Make a list of the negative thoughts that might be cycling as a result of anxiety, and write down another list next to it containing positive, believable thoughts to replace them. Creating a mental image of successfully facing and conquering a specific fear can also provide benefits if anxiety symptoms relate to a specific cause, such as in a phobia.

Professional Treatment:

8.) Massage & Acupuncture:  Massage and Acupuncture are great ways to get relief from Anxiety.  Massage therapy has more recently been used for the treatment of mental and emotional problems, including stress, anxiety, and depression. Massage therapy may be able to help reduce tension and elicit feelings of calm and deep relaxation. Massage may also be able to curb feelings of fear and anxiety, plus assist in managing other panic disorder symptoms.  Acupuncture is another natural, drug free treatment option for treating anxiety.  Make sure to seek out licensed acupuncturists that specialize in treating anxiety with acupuncture.

9.) CBT Counseling:  A standard way of treating anxiety is psychological counseling. This can include cognitive-behavioral therapy (CBT), psychotherapy, or a combination of therapies.  Cognitive Behavior Therapy (CBT) is a type of psychotherapy which aims to recognize and change harmful thought patterns that form the foundation of anxious and troublesome feelings. In the process, practitioners of CBT hope to limit distorted thinking and change the way people react to objects or situations that trigger anxiety.  An example for CBT being used in therapy would be to reinforce the fact that panic attacks are not really heart attacks. Exposure to fears and triggers can be a part of CBT. This encourages people to confront their fears and helps reduce sensitivity to their usual triggers of anxiety.

10.) EMDR:  Eye movement desensitization and reprocessing (EMDR) works by directing eye movements while imagining distressing scenarios and shifting your attention toward more positive thoughts, causing anxiety to dissipate.  One of the benefits of EMDR is that you don’t necessarily have to talk about painful memories, making the therapy particularly inviting for those who have trouble verbalizing their experiences or for whom those experiences remain too painful to talk about. Rather, using EMDR for anxiety can be a largely internal process during which you are gently guided by a trained mental health professional who seeks to lead you out of a place of anxiety toward one of safety and inner tranquility. This process can allow you to access parts of yourself that traditional talk therapy may not be able to reach.

 

Du’a for relief from Anxiety

It is recorded in Musnad Ahmad and Sahih Abu Hatim on the authority of ‘Abdullah bin Mas’ud that the Messenger of Allah ﷺ said, “Whoever was afflicted with grief and anxiety and says (see the following), Allah, the Exalted and Ever-Majestic, will remove his grief and will change his sorrow into happiness.” It was said, “O Messenger of Allah! (Do) we have to learn these words?” He said, “Yes, whoever hears them should learn them.”

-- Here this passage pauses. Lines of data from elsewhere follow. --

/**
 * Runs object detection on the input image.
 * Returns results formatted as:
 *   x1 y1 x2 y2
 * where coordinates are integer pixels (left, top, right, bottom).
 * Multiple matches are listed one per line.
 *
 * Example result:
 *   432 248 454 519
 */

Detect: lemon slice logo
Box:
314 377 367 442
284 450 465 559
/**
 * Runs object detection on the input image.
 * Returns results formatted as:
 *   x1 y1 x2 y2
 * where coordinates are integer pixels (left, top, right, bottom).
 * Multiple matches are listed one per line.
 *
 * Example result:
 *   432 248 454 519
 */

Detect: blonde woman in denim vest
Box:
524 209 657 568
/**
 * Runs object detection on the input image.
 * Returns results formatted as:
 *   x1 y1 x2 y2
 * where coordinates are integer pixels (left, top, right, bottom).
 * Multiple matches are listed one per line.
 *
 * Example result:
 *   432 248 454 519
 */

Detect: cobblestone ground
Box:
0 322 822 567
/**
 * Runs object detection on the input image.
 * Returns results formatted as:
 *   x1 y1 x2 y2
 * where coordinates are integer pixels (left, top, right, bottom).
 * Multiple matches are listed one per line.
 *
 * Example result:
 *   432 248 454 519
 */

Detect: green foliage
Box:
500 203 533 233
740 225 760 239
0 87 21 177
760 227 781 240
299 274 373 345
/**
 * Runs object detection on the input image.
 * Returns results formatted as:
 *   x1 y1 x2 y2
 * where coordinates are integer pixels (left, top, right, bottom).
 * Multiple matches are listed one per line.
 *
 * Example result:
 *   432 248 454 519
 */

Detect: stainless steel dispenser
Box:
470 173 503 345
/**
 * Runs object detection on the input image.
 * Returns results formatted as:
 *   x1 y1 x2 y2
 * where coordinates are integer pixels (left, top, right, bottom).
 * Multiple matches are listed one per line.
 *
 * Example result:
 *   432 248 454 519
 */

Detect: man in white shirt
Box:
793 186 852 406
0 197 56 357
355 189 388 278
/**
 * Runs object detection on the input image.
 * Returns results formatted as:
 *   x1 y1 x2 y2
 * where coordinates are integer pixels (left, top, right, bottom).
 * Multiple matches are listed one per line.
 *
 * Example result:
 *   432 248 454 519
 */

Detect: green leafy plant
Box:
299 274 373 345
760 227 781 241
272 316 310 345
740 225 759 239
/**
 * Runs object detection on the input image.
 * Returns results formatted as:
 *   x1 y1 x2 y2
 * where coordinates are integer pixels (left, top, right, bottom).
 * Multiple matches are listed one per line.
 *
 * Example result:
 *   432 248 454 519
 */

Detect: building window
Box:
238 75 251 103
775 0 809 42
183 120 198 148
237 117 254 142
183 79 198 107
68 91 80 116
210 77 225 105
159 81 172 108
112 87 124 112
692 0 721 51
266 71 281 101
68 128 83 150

للّهُـمَّ إِنِّي عَبْـدُكَ ابْنُ عَبْـدِكَ ابْنُ أَمَتِـكَ نَاصِيَتِي بِيَـدِكَ، مَاضٍ فِيَّ حُكْمُكَ، عَدْلٌ فِيَّ قَضَاؤكَ أَسْأَلُـكَ بِكُلِّ اسْمٍ هُوَ لَكَ سَمَّـيْتَ بِهِ نَفْسَكَ أِوْ أَنْزَلْتَـهُ فِي كِتَابِكَ، أَوْ عَلَّمْـتَهُ أَحَداً مِنْ خَلْقِـكَ أَوِ اسْتَـأْثَرْتَ بِهِ فِي عِلْمِ الغَيْـبِ عِنْـدَكَ أَنْ تَجْـعَلَ القُرْآنَ رَبِيـعَ قَلْبِـي، وَنورَ صَـدْرِي وجَلَاءَ حُـزْنِي وذَهَابَ هَمِّـي

O Allah, I am Your slave and the son of Your male slave and the son of your female slave. My forehead is in Your Hand (i.e. you have control over me). Your Judgment upon me is assured and Your Decree concerning me is just. I ask You by every Name that You have named Yourself with, revealed in Your Book, taught any one of Your creation or kept unto Yourself in the knowledge of the unseen that is with You, to make the Qur’an the spring of my heart, and the light of my chest, the banisher of my sadness and the reliever of my distress.